Mutation - Part 1: Variables

Sun, Feb 17, 2019

What is a variable?

Ok, here there is really a lot that could be said, and a simple blog post will not cover it. I will just talk about two important and distinct thinking patterns involved:

the idea of binding a name to a value;
the idea of reading/writing values from/into memory;

1. Identity binding

The best example in Rust for “just a binding” (i.e., with no backing memory) is const

1type is = i32;
2
3const x          :is= the_answer + 27;
4const the_answer :is= 42;
5

Here we have defined the_answer as an alias for the value 42; meaning that, from now on, everytime we say the_answer what we actually mean is 42.

We are at the meta level: if we ask the program to evaluate x, what we are actually¹ asking the program to do is to evaluate the_answer + 27, i.e., to evaluate 42 + 27.

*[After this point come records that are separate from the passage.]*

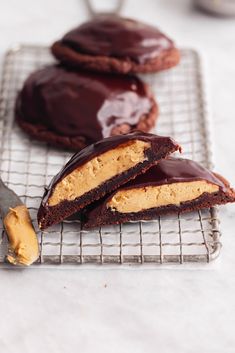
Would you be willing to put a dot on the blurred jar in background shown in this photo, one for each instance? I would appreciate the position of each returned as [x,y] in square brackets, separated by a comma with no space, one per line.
[217,7]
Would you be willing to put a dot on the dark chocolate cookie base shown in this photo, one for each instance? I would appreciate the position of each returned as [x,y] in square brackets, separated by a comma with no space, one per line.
[96,218]
[42,133]
[49,215]
[167,59]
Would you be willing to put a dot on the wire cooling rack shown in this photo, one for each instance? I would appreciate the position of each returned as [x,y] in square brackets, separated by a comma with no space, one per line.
[27,165]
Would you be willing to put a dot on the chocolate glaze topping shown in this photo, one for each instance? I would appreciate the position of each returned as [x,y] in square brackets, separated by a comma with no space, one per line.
[82,103]
[105,145]
[118,37]
[175,170]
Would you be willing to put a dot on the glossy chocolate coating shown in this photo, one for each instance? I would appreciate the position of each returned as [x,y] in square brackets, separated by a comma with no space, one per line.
[175,170]
[82,103]
[96,149]
[118,37]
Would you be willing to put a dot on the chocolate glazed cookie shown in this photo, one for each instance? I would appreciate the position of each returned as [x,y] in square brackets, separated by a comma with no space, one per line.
[73,109]
[173,185]
[116,44]
[97,170]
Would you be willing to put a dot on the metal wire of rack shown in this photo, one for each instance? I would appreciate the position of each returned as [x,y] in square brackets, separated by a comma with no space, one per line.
[27,165]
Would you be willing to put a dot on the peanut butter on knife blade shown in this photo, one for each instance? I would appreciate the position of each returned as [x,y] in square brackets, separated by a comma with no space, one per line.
[23,246]
[23,243]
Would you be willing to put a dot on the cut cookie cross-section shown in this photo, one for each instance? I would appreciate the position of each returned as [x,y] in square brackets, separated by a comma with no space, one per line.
[99,169]
[172,186]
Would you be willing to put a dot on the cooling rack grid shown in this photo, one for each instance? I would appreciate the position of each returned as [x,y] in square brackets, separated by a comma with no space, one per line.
[27,165]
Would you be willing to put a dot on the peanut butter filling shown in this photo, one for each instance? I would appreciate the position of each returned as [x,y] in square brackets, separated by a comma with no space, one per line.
[23,242]
[98,170]
[139,199]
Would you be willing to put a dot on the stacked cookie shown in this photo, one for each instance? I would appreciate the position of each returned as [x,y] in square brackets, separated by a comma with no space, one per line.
[129,177]
[92,93]
[91,98]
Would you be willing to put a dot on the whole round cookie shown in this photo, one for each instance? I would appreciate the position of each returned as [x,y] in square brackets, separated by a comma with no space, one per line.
[116,44]
[74,109]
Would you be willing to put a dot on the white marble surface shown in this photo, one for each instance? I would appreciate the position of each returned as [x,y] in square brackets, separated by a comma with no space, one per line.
[178,309]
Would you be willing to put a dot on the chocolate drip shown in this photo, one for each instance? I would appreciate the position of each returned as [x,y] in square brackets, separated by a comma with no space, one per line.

The same in C, with #define:

1#define x          (the_answer + 27)
2
3#define the_answer (42)

If you look at both code snippets, you can notice that there is no notion of temporality (regarding the definitions):

It is all about essence / identity.

Thus, if the_answer is and will always be 42, there is no room for mutation.

42 cannot mutate and become 43; 42 is and will always be 1 + 1 + 1 + 1 + 1 + 1 + 1 + 1 + 1 + 1 + 1 + 1 + 1 + 1 + 1 + 1 + 1 + 1 + 1 + 1 + 1 + 1 + 1 + 1 + 1 + 1 + 1 + 1 + 1 + 1 + 1 + 1 + 1 + 1 + 1 + 1 + 1 + 1 + 1 + 1 + 1 + 1 + 0²
in a similar manner, the_answer cannot change either, since it was defined as being 42: it is an identity, and…
and yet … we feel like we should be able to redefine what the_answer is, don’t we?
re-define?
- This implies some form of temporality, and for that there are two solutions:
  1. scoped bindings (and shadowing).
  2. a binding to (runtime) memory.

1.1 Scoped bindings

You can limit the “scope” of your identity-definition:

1// undefined
2{const the_answer :is= 42;
3    // defined
4}
5// undefined
6

This is one of the ways to have some form of temporality with bindings: time progresses as we enter and leave scopes.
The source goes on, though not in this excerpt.